Metro Weekly

Former Biden Official Sam Brinton to Appear in Court Today

The nonbinary Department of Energy appointee is accused of stealing luggage from airports in two separate incidents.

Sam Brinton – Mugshot: Las Vegas Metropolitan Police Department

Sam Brinton, a former Biden administration official, is scheduled to appear in a Minnesota court today, Wednesday, Feb. 15, on a charge of felony theft of a movable property without consent. Brinton allegedly stole an expensive suitcase from an airport last September.

If convicted on the charge, Brinton, who previously served as deputy assistant secretary for spent fuel and waste disposition at the Department of Energy’s Office of Nuclear Energy, could face up to five years in prison, a $10,000 fine, or both.

The first out nonbinary federal government appointee, Brinton is accused of stealing a woman’s luggage worth $2,325 from the baggage claim area at the Minneapolis-St. Paul International Airport on Sept. 16.

According to a criminal complaint filed in Hennepin County court, Brinton allegedly removed the woman’s bag from the luggage carousel, removed the bag’s tag, and left the airport with the luggage in tow.

Records from Brinton’s American Airlines flight confirmed that they had not checked a bag when departing from Washington, D.C.

The victim in the case was shown surveillance footage of the suspect, later identified as Brinton, and confirmed that the bag shown being stolen was hers.

Two days later, Brinton flew back to D.C. and checked the bag, claiming it as their own. They later used the bag again when flying to Europe in early October. 

When police confronted Brinton about having the stolen suitcase in their possession, Brinton initially denied taking the bag from the luggage carousel, but later contacted the officer, claiming they had mistakenly taken the suitcase.

Then, fearing accusations of having stolen the suitcase, they claimed to have left the owner’s clothes and other property in the hotel room while retaining the bag. No such property was ever recovered from the hotel.

Brinton was charged in October and was slated to appear in court on Dec. 19, but their initial hearing was delayed to Feb. 15 at the request of their defense counsel, reports Fox News.

Brinton’s lawyers have filed multiple requests to have them attend the hearing remotely, arguing that their client is dealing with “employment issues” and noting that the case has garnered significant media attention.

Judge Gina Brandt rejected those requests: “The current District Policy does not allow for remote appearances to be conducted for Felony 1st Appearances on the Property Drug Calendar with the only exception given to inmates in the custody of the Department of Corrections of the State of Minnesota. Therefore, I must deny your request again.”

Following media coverage of the charges against Brinton in Minnesota, police in Las Vegas recognized them as the person seen on surveillance footage stealing a bag worth $3,670 from the Harry Reid International Airport in July.

Nevada investigators subsequently filed separate theft charges, which could carry up to a 10-year prison sentence, against Brinton. In December, Brinton appeared at a court hearing in Clark County, Nevada, where they were booked and released on $15,000 bail.

The Department of Energy announced on Dec. 12 that Brinton no longer worked for the agency, but declined to comment on the reason for their departure, citing department policy refusing comment on personnel matters.

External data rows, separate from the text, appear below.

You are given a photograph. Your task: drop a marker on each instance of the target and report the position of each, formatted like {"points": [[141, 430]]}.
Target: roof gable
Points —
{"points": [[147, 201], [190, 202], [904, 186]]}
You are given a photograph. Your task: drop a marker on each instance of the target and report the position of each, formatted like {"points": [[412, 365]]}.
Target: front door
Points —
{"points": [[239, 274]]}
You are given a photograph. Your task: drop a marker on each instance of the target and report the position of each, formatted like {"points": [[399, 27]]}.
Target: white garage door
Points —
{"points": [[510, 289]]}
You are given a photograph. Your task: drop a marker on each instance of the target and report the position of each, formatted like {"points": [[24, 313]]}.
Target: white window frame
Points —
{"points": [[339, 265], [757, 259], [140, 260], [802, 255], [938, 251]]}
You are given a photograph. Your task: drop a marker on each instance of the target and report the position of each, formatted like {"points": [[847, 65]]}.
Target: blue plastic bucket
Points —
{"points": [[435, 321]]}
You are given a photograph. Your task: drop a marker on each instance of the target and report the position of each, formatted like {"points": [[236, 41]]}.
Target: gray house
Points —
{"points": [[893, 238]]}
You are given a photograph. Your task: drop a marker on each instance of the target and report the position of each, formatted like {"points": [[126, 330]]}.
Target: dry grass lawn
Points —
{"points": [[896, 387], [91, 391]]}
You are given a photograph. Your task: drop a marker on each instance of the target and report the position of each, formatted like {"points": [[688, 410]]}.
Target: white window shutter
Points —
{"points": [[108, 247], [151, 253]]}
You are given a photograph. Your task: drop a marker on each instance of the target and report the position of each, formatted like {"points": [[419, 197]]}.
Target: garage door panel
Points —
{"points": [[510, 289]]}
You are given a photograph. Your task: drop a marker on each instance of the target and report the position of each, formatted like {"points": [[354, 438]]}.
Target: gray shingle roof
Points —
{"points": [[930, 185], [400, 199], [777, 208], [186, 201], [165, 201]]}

Congressional Republicans — already worked into a fervor as part of the party’s ongoing efforts to use LGBTQ issues as a cudgel to attack Democrats as out of touch and subservient to “special interests” — have weaponized Brinton’s employment and the security clearance given as part of their job, using it to attack the Biden administration and Energy Secretary Jennifer Granholm for failing to sufficiently vet Brinton.

Brinton’s background has also been raised as a possible red flag by Joseph Nicolosi, a licensed therapist and conversion therapy advocate who is the founder of the Reintegrative Therapy Association, who claims that Brinton’s past advocacy against conversion therapy — centered largely around their own experience with the therapy — raised questions and should have been looked at skeptically. 

Wayne Besen, an LGBTQ activist and opponent of conversion therapy who is the founder of Truth Wins Out, which fights against right-wing, anti-LGBTQ movements, including the push for conversion therapy, expressed similar concerns.

Besen wrote an op-ed in which he said that Brinton’s personal story was “too good to be true,” and that those who elevated them and their story in order to push for bans on conversion therapy — which most mainstream medical organizations do agree is harmful — did more to damage the credibility of the pro-LGBTQ movement.